Core (the acronym for Curriculum Open Access Resources in Economics) is a project led by professor Wendy Carlin from UCL, UK, that aims to improve the content and delivery of the economics curriculum around the world. Other remarkable economists have been and are part of this project such as Diane Coyle and Samuel Bowles.

According to the website of the project, www.core-econ.org CORE is:

“a) a global community of learners, teachers and researchers;

  1. b) a problem- motivated and interactive way to learn economics;
  2. c) bringing recent developments into the classroom;
  3. d) giving everyone the tools to understand the economics of the world around   them”.

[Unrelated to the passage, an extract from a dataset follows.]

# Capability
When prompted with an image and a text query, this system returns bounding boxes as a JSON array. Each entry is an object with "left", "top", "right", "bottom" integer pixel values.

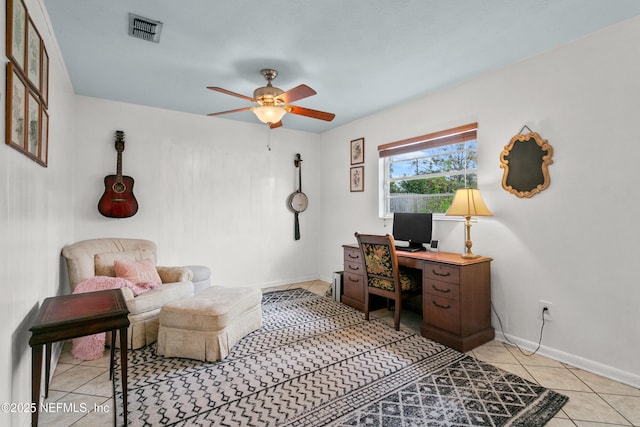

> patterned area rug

As Mearman et al (2016: 5) explain: “CORE is a large undergraduate year one course called ‘The Economy’, which itself comprises nineteen modules on a range of topics. CORE is neither a Massive Online Course (MOOC) nor a course in the traditional sense, but an online resource, a frame to be elaborated”. According to the same authors, CORE represents both an ‘improvement’ and a ‘missed opportunity’. On the one hand, CORE employs historical and experimental data and draws on the history of economics or new branches of economics such as theory of games, covering thus a variety of topics. On the other hand, the course is rife with concepts and elements unsupported by evidence, such as utility maximization that constitute fundamental components of CORE (Mearman et al 2016).